HIPAA goes HITECH in stimulus bill
Included in the economic stimulus legislation are provisions making important changes to the HIPAA privacy and security rules. The changes are included within the Health Information Technology for Economic and Clinical Health Act (HITECH) provisions of the American Recovery and Reinvestment Act of 2009. The changes are generally effective as of Feb. 17, 2010. Key new requirements include the following:
Currently, only covered entities, such as health care providers and health plans, are directly subject to the HIPAA privacy and security rules. Business associates — entities that perform a function on behalf of a covered entity that involves the use or disclosure of protected health information — were not previously subject to HIPAA. Rather, their only liability was on a contractual basis to the covered entity pursuant to the business associate agreement. That is changing under HITECH.
Beginning next year, the HIPAA privacy and security rules will apply to business associates in a similar manner as they apply to covered entities.

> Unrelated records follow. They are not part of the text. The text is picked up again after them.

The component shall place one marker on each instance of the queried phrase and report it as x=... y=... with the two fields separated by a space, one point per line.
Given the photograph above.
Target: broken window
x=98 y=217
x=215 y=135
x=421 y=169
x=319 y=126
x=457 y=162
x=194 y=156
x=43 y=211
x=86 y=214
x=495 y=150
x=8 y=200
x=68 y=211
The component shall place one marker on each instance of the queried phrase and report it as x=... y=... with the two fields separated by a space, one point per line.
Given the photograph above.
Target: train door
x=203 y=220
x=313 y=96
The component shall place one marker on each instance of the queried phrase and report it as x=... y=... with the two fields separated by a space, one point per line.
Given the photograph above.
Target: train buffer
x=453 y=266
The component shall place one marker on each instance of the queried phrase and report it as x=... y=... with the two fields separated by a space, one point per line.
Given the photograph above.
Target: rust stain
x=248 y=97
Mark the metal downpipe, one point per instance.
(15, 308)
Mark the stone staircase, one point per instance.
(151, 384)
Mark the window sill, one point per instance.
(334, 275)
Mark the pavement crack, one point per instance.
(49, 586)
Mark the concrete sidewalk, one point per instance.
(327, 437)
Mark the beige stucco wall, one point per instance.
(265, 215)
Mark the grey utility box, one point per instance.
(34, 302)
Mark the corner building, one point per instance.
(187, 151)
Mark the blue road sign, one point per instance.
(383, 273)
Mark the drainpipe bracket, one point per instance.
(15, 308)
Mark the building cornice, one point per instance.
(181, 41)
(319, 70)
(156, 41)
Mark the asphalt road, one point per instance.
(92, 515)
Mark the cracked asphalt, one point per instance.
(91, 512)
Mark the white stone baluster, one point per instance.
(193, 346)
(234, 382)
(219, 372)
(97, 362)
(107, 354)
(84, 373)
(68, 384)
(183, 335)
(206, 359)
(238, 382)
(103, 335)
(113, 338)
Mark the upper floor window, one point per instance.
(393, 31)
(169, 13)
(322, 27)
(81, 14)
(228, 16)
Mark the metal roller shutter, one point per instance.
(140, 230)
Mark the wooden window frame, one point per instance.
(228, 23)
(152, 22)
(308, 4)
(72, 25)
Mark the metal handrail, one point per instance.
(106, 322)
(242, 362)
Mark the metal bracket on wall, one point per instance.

Currently, if there is a breach of the privacy or security rules, the covered entity is required to mitigate any harm caused by the breach, which may, in certain circumstances, include notification. There is no other affirmative obligation to provide notice of a breach. Under HITECH, covered entities must notify individuals within 60 days after discovery of a breach of unsecured protected health information. Any such information that is transmitted electronically through encryption and any that is destroyed under rules prescribed by the U.S. Department of Health and Human Services is not considered unsecured, and it is not subject to the new notification rules, even if compromised.
In addition to notifying individuals, HHS must be notified annually of any breaches. If the breach involves 500 or more individuals, the agency must be notified immediately and will identify the covered entity on its Web site. Further, the covered entity must notify the media (that’s right— alert the media!) if the covered entity reasonably believes that a breach of unsecured protected health information affects more than 500 individuals in a state or jurisdiction. Business associates who discover a breach must notify the covered entity, who then must notify the affected individuals and HHS, and if necessary, the media.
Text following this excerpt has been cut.